Davacı, 15.03.2013 tarihli belgeye dayanılarak başlatılan icra takibi nedeniyle borçlu olmadığının tespiti istemiyle eldeki davayı açmıştır. Yargılama sırasında; …, dava tarihinden önce 23.07.2014 tarihli temlikname ile davaya konu alacağın kendisine temlik edilmesi nedeniyle feri müdahil olarak davaya katılmak istemiş, mahkemece, davalı olarak gösterilen … tarafından
alacağın 23/07/2014 tarihinde …’a temlikinin sabit olduğu, davanın açıldığı 10/11/2014 tarihi itabari ile …’ye davalı olarak husumetin düşmeyeceği temliknamenin 24/03/2015 tarihinde sunulması sebebi ile davacı tarafın daha önceden temlikten haberdar edildiğinin iddia ve ispat edilemediği, alacağı temlik eden …’ye karşı dava açmasında davacı tarafın kusurunun bulunmadığı, alacağı temlik alan …’un davalı sıfatı kabul edilerek yargılamaya devam olunmuş ve HMK 205/1 maddesi uyarınca mahkeme huzurunda ikrar edilen adi senetler aksi ispat edilmedikçe kesin delil niteliğinde olduğu, davacı tarafça kendisi tarafından düzenlendiği beyan edilerek imzasıda ikrar edilen 15/03/2013 tanzim tarihli 500.000,00 USD tutarlı 31/03/2014 vade tarihli adi senet ile davalı tarafın alacağının varlığı kanıtlandığı, hata ve hile ile düzenlendiği davacı tarafça ispat edilemediği gerekçesiyle davasının reddine karar verilmiştir.
6100 Sayılı Hukuk Muhakemeleri Kanunu’nun tarafta iradi değişikliği düzenleyen 124.maddesinin 3.fıkrasına göre; maddi bir hatadan kaynaklanan veya dürüstlük kuralına aykırı olmayan taraf değişikliği talebi, karşı tarafın rızası aranmaksızın hâkim tarafından kabul edilir.HMK 124/3 maddesinde açıkca ifade edildiği gibi yanlış taraf gösterilmesinin dürüstlük kuralına aykırı bulunmaması durumunda, ortaya çıkan dava ilişkisi sebebiyle daha üstün bir yarar dikkate alınarak yargılamaya gerçek tarafla devam etmekte fayda bulunmaktadır.
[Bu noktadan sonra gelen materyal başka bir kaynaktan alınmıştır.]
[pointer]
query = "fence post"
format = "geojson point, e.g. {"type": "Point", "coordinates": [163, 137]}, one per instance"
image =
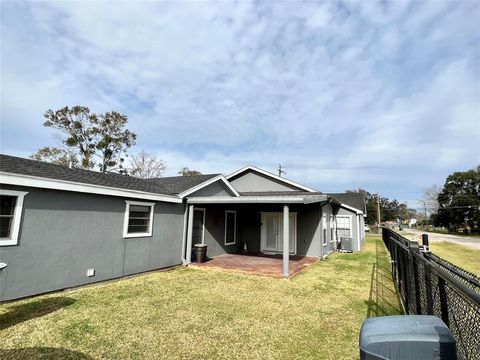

Böyle bir durumda karşı tarafın rızası aranmadan yeni tarafa karşı davaya devam edilebilecektir. Somut olayda; davanın, alacağı dava tarihinden önce temlik alan … yerine alacağı temlik eden …’ye karşı açılması HMK’nın 124/3-4. maddeleri uyarınca husumette yanılma kabul edilerek, yargılamaya davalı sıfatının alacağı temlik alan …’da olduğu kabul edilerek devam edilmesi gerekmektedir. Nitekim mahkemenin kabulü de bu yönde olup, açıklanan nedenle mahkeme kararının onanması gerekirken, zuhulen bozulduğu anlaşılmakla davalı- temlik alanın karar düzeltme talebinin kabulü ile, Yargıtay 13. Hukuk Dairesinin 20/12/2018 günlü ve 2017-1013 E. – 2018-12510 K. sayılı bozma ilamının kaldırılarak mahkeme kararının onanmasına karar verilmesi gerekmiştir.
SONUÇ: Yukarıda açıklanan nedenlerle alacağı temlik alan …’un karar düzeltme talebinin kabulü ile, Yargıtay 13. Hukuk Dairesinin 20/12/2018 günlü ve 2017-1013 E. 2018-12510 K. sayılı bozma ilamının kaldırılmasına, mahkeme kararının ONANMASINA, fazla yatırılan 38,10 TL peşin harcın istek halinde karar düzeltme isteyene iadesine, 15/12/2020 tarihinde oy birliği ile karar verildi.